Abbiamo voluto approfondire la nonviolenza come un altro modo “di stare al mondo”, attraverso teorie, ma soprattutto esempi e pratiche nei rapporti di convivenza sociali a tutti i livelli, nelle religioni e nelle relazioni interpersonali, per offrire una risposta alla comune affermazione che “tutti siamo per la pace, ma le guerre sono sempre esistite e sempre esisteranno” e per poter superare, quindi, quell’idea di pace, che dai tempi antichi sorprendeva Tacito “ubi solitudinem faciunt, pacem appellant” (“dove fanno il deserto, lo chiamano pace”), che, inevitabilmente segue, ma al caro prezzo di morti, devastazioni, distruzioni che generano, anche nelle generazioni future, odio, vendetta e ancora guerra e morte. La domanda che ci siamo posti è che cosa sia la nonviolenza, quali manifestazioni ha avuto e quali risultati ha ottenuto nei conflitti tra gli esseri umani nei diversi periodi della storia. La nonviolenza (individuale e/o collettiva) richiede di sfatare che sia arrendevolezza, speranza senza proposte, testimonianza individuale: è invece tutto il contrario. È una modalità propositiva di soluzione dei conflitti, che comporta pratiche attive collettive, anche di lotta per i diritti, per la giustizia, per un nuovo ordinamento mondiale, nel continuo confronto con l’altro/a chiunque esso sia perché la nonviolenza non mira a vincere, ma piuttosto a convincere.
Anche nell’ambito delle religioni gli interessanti contributi offerti raccontano come la via della nonviolenza sia stata formulata e praticata in modi diversi: “l’insegnamento della teologia oggi è chiamato a porre attenzione al disarmo degli spiriti e dei cuori, al superamento dei nazionalismi e delle contrapposizioni tra i popoli, alla condanna di ogni tentativo religioso di giustificare la guerra, al superamento dei neo costantinismi, alla crisi ecologica umana in atto con la sistematica distruzione dell’ambiente e della fraternità”2.

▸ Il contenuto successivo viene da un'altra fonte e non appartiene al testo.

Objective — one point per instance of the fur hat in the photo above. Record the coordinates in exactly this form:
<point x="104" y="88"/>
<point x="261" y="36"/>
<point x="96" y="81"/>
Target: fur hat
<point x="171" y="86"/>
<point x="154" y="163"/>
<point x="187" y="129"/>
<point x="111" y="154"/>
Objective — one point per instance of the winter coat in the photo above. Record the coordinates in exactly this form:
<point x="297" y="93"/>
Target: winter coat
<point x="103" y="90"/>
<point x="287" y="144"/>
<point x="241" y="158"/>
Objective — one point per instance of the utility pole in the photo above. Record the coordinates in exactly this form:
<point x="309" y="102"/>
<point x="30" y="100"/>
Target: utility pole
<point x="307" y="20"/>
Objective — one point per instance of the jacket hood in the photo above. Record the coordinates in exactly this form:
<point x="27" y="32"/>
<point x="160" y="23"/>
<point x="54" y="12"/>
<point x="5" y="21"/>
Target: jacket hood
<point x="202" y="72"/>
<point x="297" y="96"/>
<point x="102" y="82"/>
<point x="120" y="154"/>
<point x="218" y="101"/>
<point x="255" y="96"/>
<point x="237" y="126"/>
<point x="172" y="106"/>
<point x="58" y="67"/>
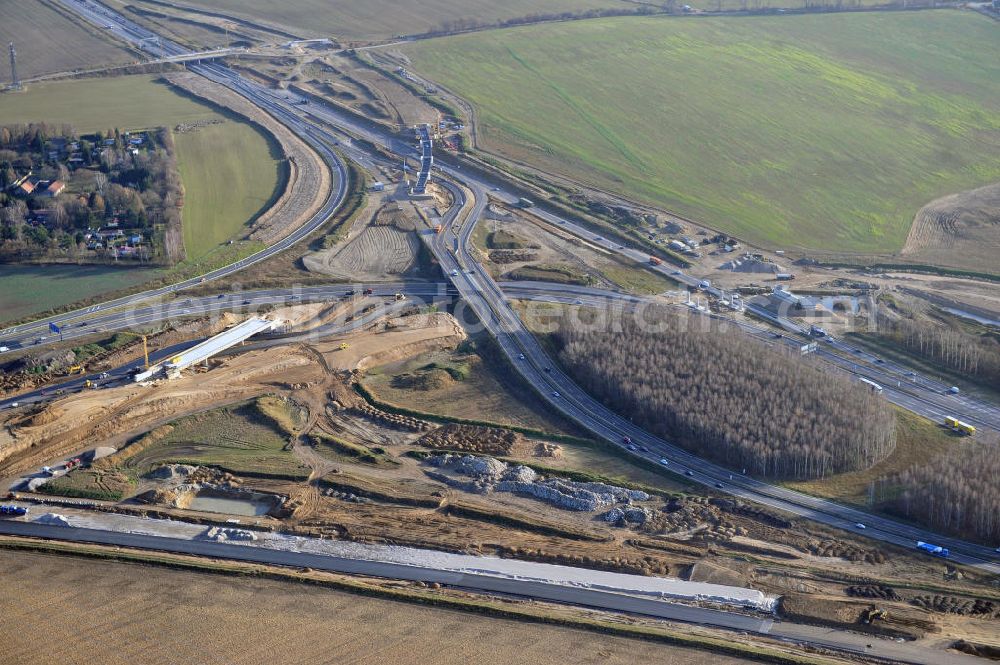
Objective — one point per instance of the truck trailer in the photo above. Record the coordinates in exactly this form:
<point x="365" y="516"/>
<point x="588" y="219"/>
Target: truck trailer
<point x="936" y="550"/>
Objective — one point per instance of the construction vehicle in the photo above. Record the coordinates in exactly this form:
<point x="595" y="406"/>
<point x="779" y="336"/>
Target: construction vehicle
<point x="956" y="425"/>
<point x="930" y="548"/>
<point x="873" y="614"/>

Nelson Mandela, appena uscito dal carcere disse: "love, for the human heart is more natural hatred" ("l'amore, per il cuore umano, è più naturale dell'odio") e noi speriamo sia vero.
Note
1) "Politiche della nonviolenza” in Agire la nonviolenza, camminare, ascoltare, disobbedire, a cura di Giulietta Raccanelli, Comune di Venezia, Centro Pace 2002, pag. 39.